We’ll have to work out how to get the actual month interval from that, I guess we can query that with month etc and work in integers, you just cant use regular math on it like you can when it’s at the start of the month.

There is definitely a mix of formats floating around, I have a bunch of files where the time is at the start of the hour. But it doesn’t seem everyone making datasets is always across all the details of the standard.

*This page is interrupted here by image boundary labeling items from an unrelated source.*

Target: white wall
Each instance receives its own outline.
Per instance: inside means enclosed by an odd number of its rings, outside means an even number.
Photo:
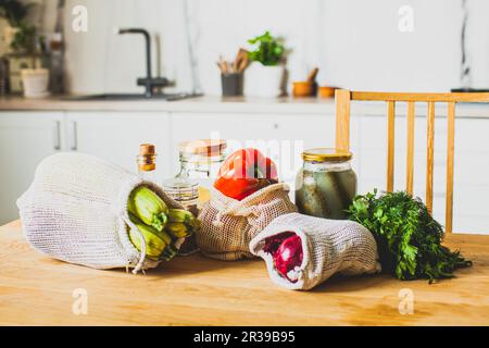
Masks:
[[[71,30],[75,4],[88,8],[88,33]],[[414,10],[413,33],[398,28],[398,10],[405,4]],[[135,79],[145,73],[142,38],[114,35],[113,27],[143,26],[160,35],[161,72],[176,79],[181,90],[196,86],[220,94],[217,57],[233,58],[248,38],[265,29],[286,37],[293,50],[291,79],[304,78],[318,65],[325,85],[448,90],[460,85],[461,4],[462,0],[68,0],[71,89],[138,91]],[[489,1],[468,0],[468,8],[473,87],[488,88]],[[189,45],[198,59],[197,80],[191,78]]]

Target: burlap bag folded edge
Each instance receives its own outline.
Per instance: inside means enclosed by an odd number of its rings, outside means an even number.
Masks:
[[[297,207],[293,204],[293,202],[290,201],[290,198],[288,196],[288,192],[290,191],[290,187],[286,183],[277,183],[273,185],[268,185],[256,192],[253,192],[252,195],[246,197],[242,200],[237,200],[230,197],[227,197],[220,190],[217,190],[214,187],[211,187],[211,199],[202,207],[202,210],[199,214],[199,219],[202,217],[202,213],[208,209],[206,206],[212,207],[212,209],[215,209],[218,211],[218,213],[215,215],[215,217],[212,221],[212,224],[217,227],[223,227],[223,222],[221,221],[223,216],[229,215],[229,216],[236,216],[236,217],[243,217],[247,219],[251,214],[255,214],[258,208],[256,207],[264,207],[267,204],[273,204],[274,202],[278,202],[281,200],[272,200],[271,202],[266,204],[262,204],[263,197],[266,195],[269,195],[276,190],[281,190],[284,192],[284,199],[288,200],[288,203],[286,202],[287,212],[297,212]],[[247,207],[250,206],[250,207]],[[247,207],[247,208],[244,208]],[[203,220],[203,219],[201,219]],[[242,225],[246,226],[247,224],[250,224],[254,228],[259,228],[259,226],[253,225],[249,220],[244,221]],[[264,228],[264,227],[263,227]],[[263,229],[262,228],[262,229]],[[203,233],[203,228],[201,231]],[[258,233],[256,233],[258,234]],[[241,238],[241,245],[247,245],[246,250],[208,250],[205,246],[199,245],[200,251],[202,254],[217,260],[224,260],[224,261],[236,261],[243,258],[256,258],[253,253],[249,251],[249,244],[246,241],[247,233],[240,234]],[[250,238],[251,240],[252,238]],[[199,239],[198,239],[199,240]]]

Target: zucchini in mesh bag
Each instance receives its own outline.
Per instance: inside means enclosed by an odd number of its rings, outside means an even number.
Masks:
[[[185,240],[164,231],[166,214],[181,204],[154,183],[88,154],[46,158],[17,207],[36,250],[96,269],[151,269]]]

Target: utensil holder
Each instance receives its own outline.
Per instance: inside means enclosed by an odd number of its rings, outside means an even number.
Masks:
[[[242,96],[243,74],[222,74],[223,97]]]

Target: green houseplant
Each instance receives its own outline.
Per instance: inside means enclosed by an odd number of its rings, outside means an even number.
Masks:
[[[10,25],[9,47],[13,59],[24,58],[21,65],[22,87],[24,96],[29,98],[41,98],[48,95],[49,71],[37,67],[40,37],[35,25],[26,21],[33,4],[25,4],[18,0],[2,0],[0,2],[0,17],[8,21]],[[7,37],[8,35],[5,35]],[[28,58],[25,61],[25,58]]]
[[[269,32],[256,36],[248,44],[252,47],[248,58],[244,94],[256,97],[278,97],[286,94],[286,48],[284,40]]]

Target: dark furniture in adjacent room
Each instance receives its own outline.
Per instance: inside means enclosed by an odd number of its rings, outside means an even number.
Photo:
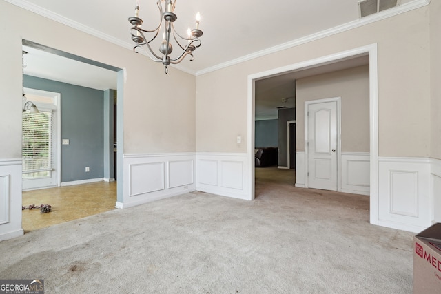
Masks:
[[[277,147],[256,148],[254,151],[256,167],[277,165]]]

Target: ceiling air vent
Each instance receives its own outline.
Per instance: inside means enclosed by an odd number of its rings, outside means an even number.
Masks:
[[[360,17],[367,17],[374,13],[398,6],[401,0],[362,0],[358,2]]]

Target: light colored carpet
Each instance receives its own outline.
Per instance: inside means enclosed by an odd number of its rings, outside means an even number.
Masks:
[[[369,197],[256,180],[0,242],[1,279],[46,293],[410,293],[412,238],[369,223]]]

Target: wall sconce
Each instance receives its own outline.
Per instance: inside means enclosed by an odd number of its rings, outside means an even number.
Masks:
[[[26,96],[25,96],[25,94],[23,94],[23,101],[26,101]],[[39,112],[39,109],[37,108],[37,106],[35,106],[35,104],[34,104],[34,103],[32,101],[26,101],[25,103],[25,104],[23,105],[23,112],[24,112],[25,111],[29,111],[30,112],[31,114],[39,114],[40,113],[40,112]]]

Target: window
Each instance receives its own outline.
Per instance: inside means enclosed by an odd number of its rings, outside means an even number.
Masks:
[[[23,178],[49,178],[53,168],[52,113],[23,113]]]

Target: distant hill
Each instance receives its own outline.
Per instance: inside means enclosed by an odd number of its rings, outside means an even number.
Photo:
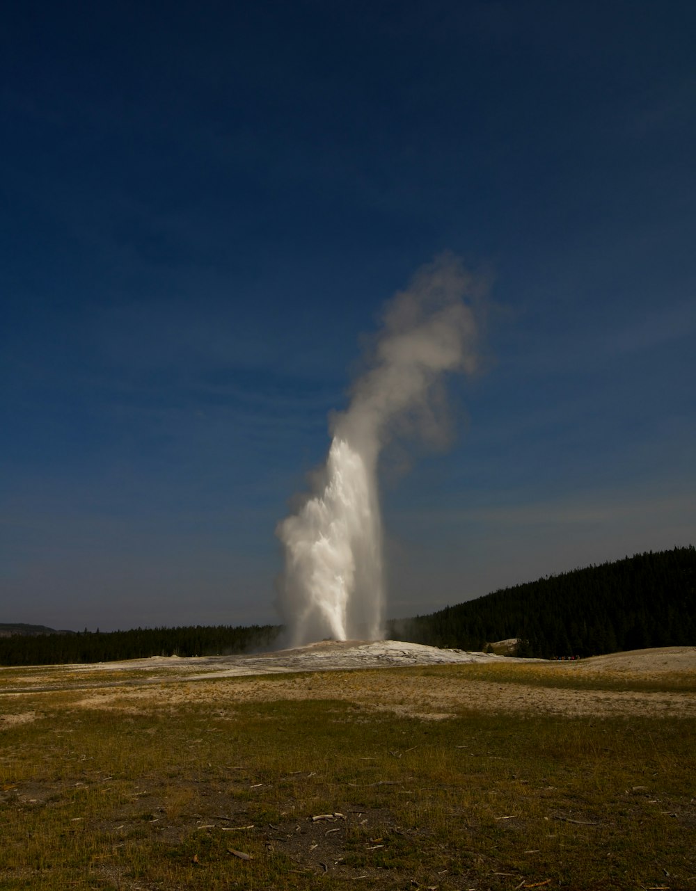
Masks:
[[[56,631],[45,625],[24,625],[21,622],[0,622],[0,637],[12,637],[14,634],[74,634],[74,631]]]
[[[636,554],[389,623],[394,640],[462,650],[519,640],[553,658],[696,644],[693,545]]]

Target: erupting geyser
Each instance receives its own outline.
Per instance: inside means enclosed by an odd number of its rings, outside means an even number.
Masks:
[[[278,525],[285,570],[278,608],[293,645],[381,638],[385,591],[377,463],[395,435],[441,437],[442,377],[471,373],[472,277],[446,254],[387,305],[368,369],[333,420],[326,464],[297,514]]]

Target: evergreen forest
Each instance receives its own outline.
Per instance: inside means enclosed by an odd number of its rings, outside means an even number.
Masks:
[[[512,638],[515,655],[543,658],[696,644],[696,550],[636,554],[516,584],[389,622],[388,636],[461,650]]]
[[[0,665],[38,666],[114,662],[151,656],[220,656],[268,650],[278,625],[190,625],[180,628],[134,628],[131,631],[87,631],[0,637]]]
[[[77,634],[50,633],[40,625],[0,629],[8,634],[0,635],[3,666],[253,652],[276,646],[282,630],[279,625]],[[475,650],[513,639],[519,641],[515,655],[544,658],[696,645],[696,549],[636,554],[504,588],[430,615],[391,620],[387,637]]]

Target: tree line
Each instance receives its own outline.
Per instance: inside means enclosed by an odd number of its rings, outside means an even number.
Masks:
[[[113,662],[151,656],[222,656],[270,648],[279,625],[188,625],[70,634],[14,634],[0,638],[0,665],[38,666]]]
[[[518,639],[517,655],[586,657],[696,644],[693,545],[516,584],[389,623],[394,640],[462,650]]]
[[[277,645],[282,630],[188,625],[37,634],[29,629],[42,626],[0,627],[15,629],[0,637],[4,666],[244,653]],[[543,658],[696,644],[696,550],[650,552],[516,584],[429,615],[391,620],[387,636],[460,650],[485,650],[512,638],[519,641],[517,655]]]

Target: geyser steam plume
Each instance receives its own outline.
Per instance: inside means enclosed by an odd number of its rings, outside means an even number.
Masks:
[[[383,636],[385,591],[377,464],[394,436],[442,437],[442,379],[477,366],[475,282],[444,255],[387,304],[367,369],[313,492],[278,525],[285,568],[277,606],[293,645]]]

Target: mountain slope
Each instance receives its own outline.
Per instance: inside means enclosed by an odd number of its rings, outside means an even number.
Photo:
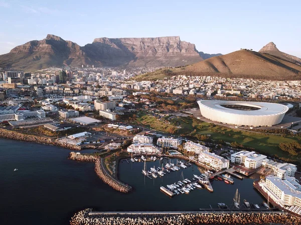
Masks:
[[[276,44],[272,42],[270,42],[264,46],[259,50],[258,52],[266,53],[301,66],[301,58],[279,51],[276,46]]]
[[[157,77],[179,74],[293,80],[301,79],[301,66],[269,54],[240,50],[184,68],[162,70],[142,74],[135,77],[135,80],[157,80]]]
[[[206,57],[210,54],[205,54]],[[194,44],[179,36],[154,38],[96,38],[80,46],[76,43],[48,34],[0,56],[0,67],[37,70],[51,66],[181,66],[201,60]]]

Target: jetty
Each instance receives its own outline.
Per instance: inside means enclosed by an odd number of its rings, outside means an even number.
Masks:
[[[282,211],[217,212],[210,209],[191,212],[92,212],[86,209],[76,213],[71,225],[144,225],[189,224],[299,224],[298,218]]]

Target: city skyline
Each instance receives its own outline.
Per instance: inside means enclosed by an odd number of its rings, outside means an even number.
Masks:
[[[300,4],[294,0],[290,4],[218,1],[215,5],[191,0],[185,8],[180,1],[75,1],[70,4],[58,0],[1,0],[5,19],[0,32],[0,54],[50,34],[81,46],[101,37],[180,36],[195,44],[200,52],[222,54],[242,48],[258,51],[273,42],[281,51],[301,57],[297,10]],[[12,14],[13,18],[9,16]]]

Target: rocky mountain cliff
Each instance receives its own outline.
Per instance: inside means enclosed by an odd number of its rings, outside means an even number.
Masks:
[[[80,46],[59,36],[48,34],[0,56],[0,67],[34,70],[51,66],[82,64],[95,66],[177,66],[195,63],[211,56],[199,52],[194,44],[179,36],[154,38],[95,38]]]
[[[276,46],[276,44],[272,42],[270,42],[264,46],[259,50],[258,52],[266,53],[301,66],[301,58],[279,51]]]

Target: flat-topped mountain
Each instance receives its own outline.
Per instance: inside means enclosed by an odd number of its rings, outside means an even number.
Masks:
[[[0,56],[0,67],[37,70],[50,66],[177,66],[195,63],[210,54],[199,52],[195,44],[179,36],[95,38],[80,46],[59,36],[47,35]],[[215,56],[215,54],[214,55]]]
[[[273,43],[270,43],[258,52],[240,50],[210,58],[181,68],[160,70],[137,76],[134,78],[136,80],[156,80],[168,76],[185,74],[279,80],[301,80],[301,64],[299,60],[296,57],[279,51]]]

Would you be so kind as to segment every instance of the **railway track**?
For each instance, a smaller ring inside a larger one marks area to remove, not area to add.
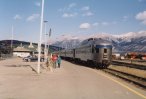
[[[130,67],[130,68],[135,68],[135,69],[140,69],[140,70],[146,70],[146,66],[142,65],[142,64],[126,63],[126,62],[120,62],[120,61],[112,61],[112,65]]]
[[[123,73],[114,69],[103,69],[102,71],[112,74],[116,77],[122,78],[146,90],[146,78],[138,77],[132,74]]]

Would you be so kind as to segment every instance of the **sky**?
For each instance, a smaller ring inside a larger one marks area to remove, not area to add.
[[[0,40],[39,42],[41,2],[0,0]],[[45,0],[44,20],[51,40],[146,31],[146,0]]]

Edit: part of this problem comes from not being able to parse the interval units from NetCDF to julia datetime objects. See: https://github.com/JuliaGeo/CFTime.jl/issues/8

If we knew what the time interval of the dimension was, we could get the interval edges (start/end of month etc) around the center point fairly easily. But currently it could be year, month, hour, seconds so you don’t know.

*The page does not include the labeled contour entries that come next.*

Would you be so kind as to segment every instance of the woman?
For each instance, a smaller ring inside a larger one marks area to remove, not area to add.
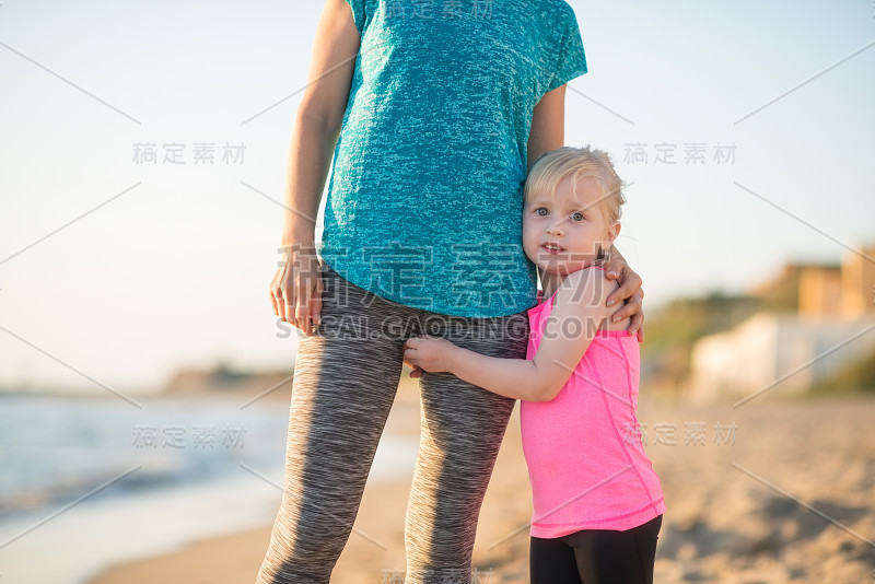
[[[260,584],[329,581],[407,338],[525,358],[536,276],[520,242],[522,187],[528,166],[562,145],[564,84],[585,71],[561,0],[326,0],[290,148],[284,261],[270,284],[275,314],[306,337]],[[621,288],[608,303],[627,301],[615,318],[632,316],[634,332],[641,279],[614,257]],[[450,374],[422,374],[420,393],[406,582],[468,582],[514,400]]]

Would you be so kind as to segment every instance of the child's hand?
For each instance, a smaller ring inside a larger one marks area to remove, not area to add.
[[[420,377],[417,369],[431,373],[448,372],[451,370],[452,352],[455,344],[441,337],[412,337],[404,343],[404,361],[413,372],[411,377]]]

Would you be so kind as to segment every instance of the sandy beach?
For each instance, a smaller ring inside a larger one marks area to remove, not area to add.
[[[399,394],[387,431],[416,432],[413,399]],[[656,582],[875,580],[875,399],[766,396],[736,409],[650,399],[639,418],[667,505]],[[409,488],[369,486],[332,582],[400,582]],[[515,412],[480,515],[478,583],[528,581],[530,504]],[[254,582],[269,537],[265,526],[199,541],[90,584]]]

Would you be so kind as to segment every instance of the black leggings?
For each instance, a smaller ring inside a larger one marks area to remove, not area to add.
[[[584,529],[532,538],[532,584],[653,584],[663,516],[626,532]]]

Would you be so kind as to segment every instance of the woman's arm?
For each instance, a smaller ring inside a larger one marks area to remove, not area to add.
[[[549,401],[565,385],[595,331],[610,314],[605,301],[616,285],[597,269],[569,275],[556,294],[532,360],[487,357],[434,337],[408,339],[405,360],[425,371],[453,373],[493,394]]]
[[[270,282],[273,314],[306,335],[322,312],[316,215],[340,136],[359,44],[349,4],[326,0],[289,148],[281,238],[284,259]]]
[[[532,113],[528,132],[528,168],[545,152],[565,144],[565,86],[545,93]]]

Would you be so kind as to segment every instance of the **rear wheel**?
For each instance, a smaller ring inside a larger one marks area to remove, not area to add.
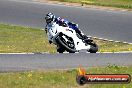
[[[65,38],[63,38],[62,36]],[[63,47],[63,49],[66,50],[67,52],[69,53],[76,52],[75,45],[72,38],[60,33],[60,35],[56,38],[56,42],[58,43],[60,47]]]

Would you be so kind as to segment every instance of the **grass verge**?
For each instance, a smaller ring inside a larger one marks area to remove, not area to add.
[[[123,67],[109,65],[87,69],[88,73],[96,74],[130,74],[132,66]],[[70,71],[38,71],[0,73],[0,88],[131,88],[130,84],[86,84],[76,83],[76,70]]]
[[[132,44],[115,43],[94,39],[99,52],[132,51]],[[55,53],[56,48],[49,44],[43,30],[21,26],[0,24],[0,53]]]
[[[84,3],[87,5],[132,9],[132,0],[51,0],[51,1]]]

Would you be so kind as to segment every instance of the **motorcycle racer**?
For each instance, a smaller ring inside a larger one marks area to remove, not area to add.
[[[52,28],[53,24],[58,24],[59,26],[72,28],[73,30],[76,31],[77,34],[79,34],[82,40],[84,40],[85,42],[88,41],[88,37],[80,31],[80,29],[78,28],[78,24],[69,22],[61,17],[56,17],[53,13],[46,14],[45,20],[47,23],[45,27],[46,31],[48,28]],[[49,43],[52,43],[51,41],[52,38],[48,38],[48,39],[49,39]]]

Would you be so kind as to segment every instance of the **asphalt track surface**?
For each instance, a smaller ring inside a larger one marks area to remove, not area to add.
[[[73,69],[79,66],[132,65],[132,54],[19,54],[0,55],[0,72]]]
[[[132,43],[132,12],[0,0],[1,23],[44,28],[43,18],[48,12],[78,23],[86,35]]]
[[[47,12],[79,23],[87,35],[132,42],[132,13],[0,0],[0,22],[43,28]],[[28,1],[28,0],[26,0]],[[132,54],[1,54],[0,72],[132,65]]]

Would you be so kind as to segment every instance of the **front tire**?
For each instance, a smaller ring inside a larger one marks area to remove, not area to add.
[[[64,51],[65,51],[65,49],[62,48],[62,47],[57,49],[57,52],[58,52],[58,53],[63,53]]]
[[[63,34],[60,33],[60,35],[56,38],[56,42],[58,43],[58,45],[63,47],[63,49],[66,50],[69,53],[75,53],[76,52],[75,47],[74,46],[70,46],[69,43],[66,42],[65,39],[63,39],[62,36],[63,36]]]

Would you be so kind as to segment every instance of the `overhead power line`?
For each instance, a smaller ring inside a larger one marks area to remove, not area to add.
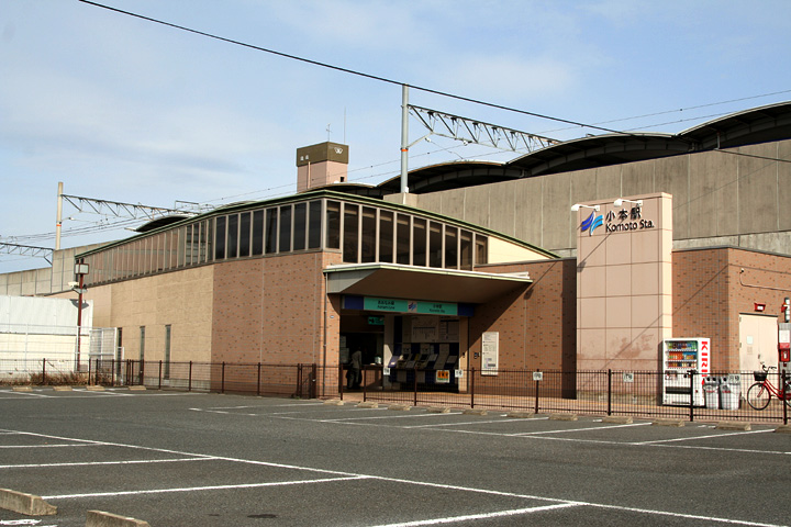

Edit2: for now I will also set the time dim to Points by defaults, as Irregular Intervals{Center} will break Between and Contains for DateTime, until there is a solution for detecting the interval span from netcdf.

Update: GeoData.jl 0.5.0 has arrived.

This is a large refactor and simplification of the internals, and a lot of new features building on the new changes.

  1. lazy loading. DiskArrays.jl is heavily utilized. This means files load lazily as much as possible, and things like broadcasts, view, permutedims, reverse etc are applied lazily when actually needed, and following the chunks of the underlying storage format. Besides making things generally snappier, this facilitates e.g. broadcasting from one larger-than-memory disk-based array to another.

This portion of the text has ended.